Craig Morgan named city of Akron's chief prosecutor as Gert Wilms takes top cabinet post

Craig Morgan
Craig Morgan

Closing in on a quarter century of service, Akron's next chief prosecutor has more time on the job than his boss, whom he will replace next month.

Mayor Dan Horrigan is offering Deputy Chief Prosecutor Craig Morgan the top spot in the city prosecutor's office come January. Morgan is taking over for Gert Wilms, who will join Horrigan's cabinet as chief of staff.

Gert Wilms
Gert Wilms

The city is taking applications to fill Morgan's No. 2 spot in the prosecutor's office, which consists of advising courtroom prosecutors, managing staff and working with law enforcement to dispense and advance criminal justice in the city.

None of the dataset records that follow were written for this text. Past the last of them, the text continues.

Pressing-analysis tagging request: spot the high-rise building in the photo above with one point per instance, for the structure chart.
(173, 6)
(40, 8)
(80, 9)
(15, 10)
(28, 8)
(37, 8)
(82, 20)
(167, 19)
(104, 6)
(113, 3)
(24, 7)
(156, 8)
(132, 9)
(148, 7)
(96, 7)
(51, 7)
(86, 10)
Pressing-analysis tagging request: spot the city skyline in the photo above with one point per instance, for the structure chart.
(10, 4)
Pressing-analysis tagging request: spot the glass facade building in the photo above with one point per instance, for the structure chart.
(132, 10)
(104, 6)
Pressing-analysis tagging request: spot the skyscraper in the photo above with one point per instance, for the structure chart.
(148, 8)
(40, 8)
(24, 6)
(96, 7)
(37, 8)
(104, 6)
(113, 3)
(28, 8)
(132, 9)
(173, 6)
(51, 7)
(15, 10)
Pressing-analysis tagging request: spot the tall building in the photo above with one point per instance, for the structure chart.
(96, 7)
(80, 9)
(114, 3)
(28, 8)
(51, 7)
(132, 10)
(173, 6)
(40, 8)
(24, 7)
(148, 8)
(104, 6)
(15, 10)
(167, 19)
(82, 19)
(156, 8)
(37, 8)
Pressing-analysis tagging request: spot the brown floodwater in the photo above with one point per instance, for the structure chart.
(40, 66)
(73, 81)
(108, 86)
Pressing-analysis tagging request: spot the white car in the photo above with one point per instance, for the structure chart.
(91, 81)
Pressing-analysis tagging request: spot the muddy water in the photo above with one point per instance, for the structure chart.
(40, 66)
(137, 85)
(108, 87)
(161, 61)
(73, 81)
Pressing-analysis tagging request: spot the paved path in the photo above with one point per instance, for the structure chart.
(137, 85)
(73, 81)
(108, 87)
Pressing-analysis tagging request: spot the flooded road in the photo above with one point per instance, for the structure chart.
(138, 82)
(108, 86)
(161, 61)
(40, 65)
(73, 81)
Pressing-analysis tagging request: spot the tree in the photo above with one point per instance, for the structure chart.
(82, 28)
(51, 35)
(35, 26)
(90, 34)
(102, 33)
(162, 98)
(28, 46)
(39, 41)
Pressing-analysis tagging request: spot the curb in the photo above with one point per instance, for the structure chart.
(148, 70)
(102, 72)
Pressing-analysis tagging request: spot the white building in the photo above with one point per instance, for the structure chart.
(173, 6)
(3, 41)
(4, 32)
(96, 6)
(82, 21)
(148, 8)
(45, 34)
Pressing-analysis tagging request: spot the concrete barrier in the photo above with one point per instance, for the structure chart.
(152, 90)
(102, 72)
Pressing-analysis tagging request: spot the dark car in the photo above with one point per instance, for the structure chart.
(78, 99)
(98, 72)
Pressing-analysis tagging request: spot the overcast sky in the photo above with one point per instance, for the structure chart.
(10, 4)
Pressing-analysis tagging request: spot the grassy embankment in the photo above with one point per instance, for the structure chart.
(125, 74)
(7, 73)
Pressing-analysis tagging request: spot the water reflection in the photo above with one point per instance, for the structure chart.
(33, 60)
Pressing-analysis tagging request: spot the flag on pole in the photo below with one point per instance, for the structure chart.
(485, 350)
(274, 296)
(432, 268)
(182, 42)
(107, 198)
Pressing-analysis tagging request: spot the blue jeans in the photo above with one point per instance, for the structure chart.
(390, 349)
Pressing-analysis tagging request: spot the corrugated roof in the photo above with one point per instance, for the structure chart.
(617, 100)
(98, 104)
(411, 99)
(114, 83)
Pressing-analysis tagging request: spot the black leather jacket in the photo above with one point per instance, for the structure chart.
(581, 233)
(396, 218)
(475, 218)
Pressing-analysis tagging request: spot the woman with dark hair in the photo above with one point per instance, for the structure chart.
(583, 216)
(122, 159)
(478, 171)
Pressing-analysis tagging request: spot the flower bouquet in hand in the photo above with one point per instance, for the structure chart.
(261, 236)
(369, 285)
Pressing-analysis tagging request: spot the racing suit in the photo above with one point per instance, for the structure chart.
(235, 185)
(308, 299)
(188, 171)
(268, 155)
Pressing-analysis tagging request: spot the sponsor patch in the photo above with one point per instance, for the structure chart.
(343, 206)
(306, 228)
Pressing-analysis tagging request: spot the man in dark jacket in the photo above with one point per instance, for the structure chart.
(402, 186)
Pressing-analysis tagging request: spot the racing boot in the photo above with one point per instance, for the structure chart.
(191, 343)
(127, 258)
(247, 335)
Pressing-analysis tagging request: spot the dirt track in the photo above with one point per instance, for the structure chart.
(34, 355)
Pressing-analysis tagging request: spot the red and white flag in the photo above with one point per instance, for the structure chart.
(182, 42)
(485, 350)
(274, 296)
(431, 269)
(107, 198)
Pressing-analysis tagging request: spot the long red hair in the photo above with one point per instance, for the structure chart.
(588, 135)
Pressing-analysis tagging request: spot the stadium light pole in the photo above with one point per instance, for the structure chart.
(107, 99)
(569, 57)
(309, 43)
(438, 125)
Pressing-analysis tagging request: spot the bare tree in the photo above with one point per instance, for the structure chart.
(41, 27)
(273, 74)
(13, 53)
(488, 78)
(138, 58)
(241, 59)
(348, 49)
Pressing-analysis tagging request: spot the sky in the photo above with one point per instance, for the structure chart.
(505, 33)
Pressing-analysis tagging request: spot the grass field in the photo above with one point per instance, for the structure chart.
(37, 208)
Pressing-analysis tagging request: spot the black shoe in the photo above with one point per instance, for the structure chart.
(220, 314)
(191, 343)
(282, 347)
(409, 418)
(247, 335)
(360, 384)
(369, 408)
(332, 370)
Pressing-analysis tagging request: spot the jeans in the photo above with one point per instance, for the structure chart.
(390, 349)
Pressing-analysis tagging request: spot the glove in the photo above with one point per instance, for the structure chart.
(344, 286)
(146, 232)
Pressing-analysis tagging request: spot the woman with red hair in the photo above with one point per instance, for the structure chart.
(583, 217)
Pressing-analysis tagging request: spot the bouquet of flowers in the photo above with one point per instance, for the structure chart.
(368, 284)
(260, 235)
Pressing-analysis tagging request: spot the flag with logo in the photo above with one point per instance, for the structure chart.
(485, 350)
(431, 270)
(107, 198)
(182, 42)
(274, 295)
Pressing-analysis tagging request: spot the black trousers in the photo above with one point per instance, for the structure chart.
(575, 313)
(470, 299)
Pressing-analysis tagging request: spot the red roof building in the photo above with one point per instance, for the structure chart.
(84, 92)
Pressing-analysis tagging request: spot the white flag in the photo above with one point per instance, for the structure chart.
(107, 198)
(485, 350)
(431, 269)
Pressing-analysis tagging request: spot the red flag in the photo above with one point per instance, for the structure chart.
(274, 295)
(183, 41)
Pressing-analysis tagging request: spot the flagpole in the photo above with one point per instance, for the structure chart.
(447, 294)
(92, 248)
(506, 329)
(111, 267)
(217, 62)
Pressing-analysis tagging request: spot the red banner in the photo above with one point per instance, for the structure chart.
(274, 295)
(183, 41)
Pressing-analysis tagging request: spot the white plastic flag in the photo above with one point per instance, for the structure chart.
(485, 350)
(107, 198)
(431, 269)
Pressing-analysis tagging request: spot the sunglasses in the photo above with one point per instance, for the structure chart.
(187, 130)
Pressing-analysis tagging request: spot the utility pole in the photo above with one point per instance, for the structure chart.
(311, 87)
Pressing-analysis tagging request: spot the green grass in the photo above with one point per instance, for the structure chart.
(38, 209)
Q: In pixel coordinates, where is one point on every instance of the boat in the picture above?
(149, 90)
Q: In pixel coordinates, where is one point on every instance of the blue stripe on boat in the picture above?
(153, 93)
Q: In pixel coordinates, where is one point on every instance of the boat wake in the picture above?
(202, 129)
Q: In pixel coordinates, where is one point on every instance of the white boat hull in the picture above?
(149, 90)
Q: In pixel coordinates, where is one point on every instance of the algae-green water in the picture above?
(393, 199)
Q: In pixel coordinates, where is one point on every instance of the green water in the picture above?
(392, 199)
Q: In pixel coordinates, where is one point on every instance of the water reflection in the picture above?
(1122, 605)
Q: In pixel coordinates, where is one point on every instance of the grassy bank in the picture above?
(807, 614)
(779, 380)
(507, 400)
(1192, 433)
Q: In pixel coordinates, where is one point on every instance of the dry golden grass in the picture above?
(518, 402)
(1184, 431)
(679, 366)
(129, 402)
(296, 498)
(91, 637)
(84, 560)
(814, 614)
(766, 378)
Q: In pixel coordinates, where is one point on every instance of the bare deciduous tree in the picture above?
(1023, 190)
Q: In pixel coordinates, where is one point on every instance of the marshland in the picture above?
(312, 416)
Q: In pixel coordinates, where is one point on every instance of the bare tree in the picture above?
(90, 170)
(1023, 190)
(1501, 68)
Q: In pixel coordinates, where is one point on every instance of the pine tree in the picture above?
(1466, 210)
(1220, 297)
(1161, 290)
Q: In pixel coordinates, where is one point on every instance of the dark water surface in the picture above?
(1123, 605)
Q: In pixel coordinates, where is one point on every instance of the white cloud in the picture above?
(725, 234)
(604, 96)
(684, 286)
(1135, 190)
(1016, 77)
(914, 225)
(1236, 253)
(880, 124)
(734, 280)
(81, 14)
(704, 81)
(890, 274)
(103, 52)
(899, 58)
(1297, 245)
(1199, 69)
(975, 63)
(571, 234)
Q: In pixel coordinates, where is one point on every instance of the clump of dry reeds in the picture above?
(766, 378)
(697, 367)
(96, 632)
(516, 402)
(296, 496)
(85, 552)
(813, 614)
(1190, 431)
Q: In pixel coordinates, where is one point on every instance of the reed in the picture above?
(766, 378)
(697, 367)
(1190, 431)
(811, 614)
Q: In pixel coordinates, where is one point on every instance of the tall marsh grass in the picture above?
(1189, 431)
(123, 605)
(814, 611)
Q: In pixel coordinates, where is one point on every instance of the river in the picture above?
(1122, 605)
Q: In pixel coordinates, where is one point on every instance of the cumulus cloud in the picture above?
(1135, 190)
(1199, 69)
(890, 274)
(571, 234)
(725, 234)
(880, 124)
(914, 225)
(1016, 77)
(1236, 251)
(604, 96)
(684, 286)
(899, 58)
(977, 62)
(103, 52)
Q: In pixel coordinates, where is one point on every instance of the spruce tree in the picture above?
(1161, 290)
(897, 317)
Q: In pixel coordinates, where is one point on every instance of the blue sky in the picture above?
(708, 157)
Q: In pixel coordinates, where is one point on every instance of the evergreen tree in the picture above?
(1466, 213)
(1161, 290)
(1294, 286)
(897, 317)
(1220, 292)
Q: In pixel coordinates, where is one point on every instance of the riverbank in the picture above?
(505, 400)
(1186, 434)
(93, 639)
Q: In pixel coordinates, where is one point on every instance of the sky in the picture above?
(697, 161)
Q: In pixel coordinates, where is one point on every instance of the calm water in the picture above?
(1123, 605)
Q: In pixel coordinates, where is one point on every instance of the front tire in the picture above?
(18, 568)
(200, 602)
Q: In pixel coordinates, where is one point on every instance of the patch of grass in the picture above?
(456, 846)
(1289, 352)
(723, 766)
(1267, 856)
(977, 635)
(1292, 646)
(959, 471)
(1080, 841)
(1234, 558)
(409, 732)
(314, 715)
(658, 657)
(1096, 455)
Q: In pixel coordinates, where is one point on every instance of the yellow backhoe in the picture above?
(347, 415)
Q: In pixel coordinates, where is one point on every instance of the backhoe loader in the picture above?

Morgan has never worked anywhere but the city in his professional career as a lawyer. After earning undergraduate degrees in criminal justice and political science at the University of Akron, Morgan started clerking for the city's law department in 1998 at the end of his first year of night classes at the UA School of Law.

He got his juris doctorate and passed the Ohio bar in Nov. 2001 and was hired on as an assistant prosecutor that year, around the same time Wilms joined the prosecutor’s office as an intern during her third year of law school. In 2005, Morgan became the police legal adviser, offering on-the-job and time-sensitive tips to officers building criminal cases in the city.

In 2010, former Mayor Don Plusquellic promoted Morgan to deputy chief under then prosecutor Doug Powley. Wilms became chief in 2012 when Powley retired after running the prosecutor's office for 23 years, which remains the record.

Next month, Morgan will take the reins.

"I'll be hitting 24 years in May," Morgan told the Beacon Journal Monday of his time with the city. "And there's really no words to express my gratitude to the mayor, to the administration, to my co-workers for all that they've done to support me.

"They make me better," he continued. "I'm a little bit overwhelmed and emotional."

Morgan said he'll continue to build on criminal justice reform in the city.

"Gertrude laid a great foundation for me here. She was very innovative in certain regards, and I supported that," he said.

He cited the prescient move in 2016, with input from police, to stop jailing people charged with low-level, nonviolent felonies while awaiting trial. Locking people up for major felony, domestic violence and weapons charges has provided more room in a county jail that was near or over capacity even before COVID cramped the operation.

"Who knew that there would be a pandemic coming?" Morgan recalled of the timing. "And the felony summons program was paramount in us operating during the pandemic. It's just one of those ideas that comes up and, at first, people look at you and say, 'Are you sure you want to do that?' You try it out. You get some success. The police support it. And it's good for everybody involved.

"I hope to try to do the same things [Wilms] did in that sense of looking at new ways to evolve the criminal justice process."

Collaboration will be key to building the most efficient and fair criminal justice system, Morgan said. "I just want to help foster all of our relationships with our partner agencies," "I'm here to help lift my people up. So, I want to try to open those connections that Gertrude did so good at the last 10 years, and move the office forward.

"We are customer service. And we can't always guarantee results. But we can guarantee effort."

Wilms will earn $149,323.20 as chief of staff. Morgan, who makes $101,025.60 after more than a decade as deputy chief, will earn $115,564.80 as chief prosecutor. The city is offering $94,000 to $99,000 to the next deputy chief prosecutor. That job listing can be found at https://bit.ly/3otgmDJ.

Wilms was named the new chief of staff last month when Annie McFadden, who ran Horrigan's first campaign for mayor, announced she would resign at the end of the year for personal reasons.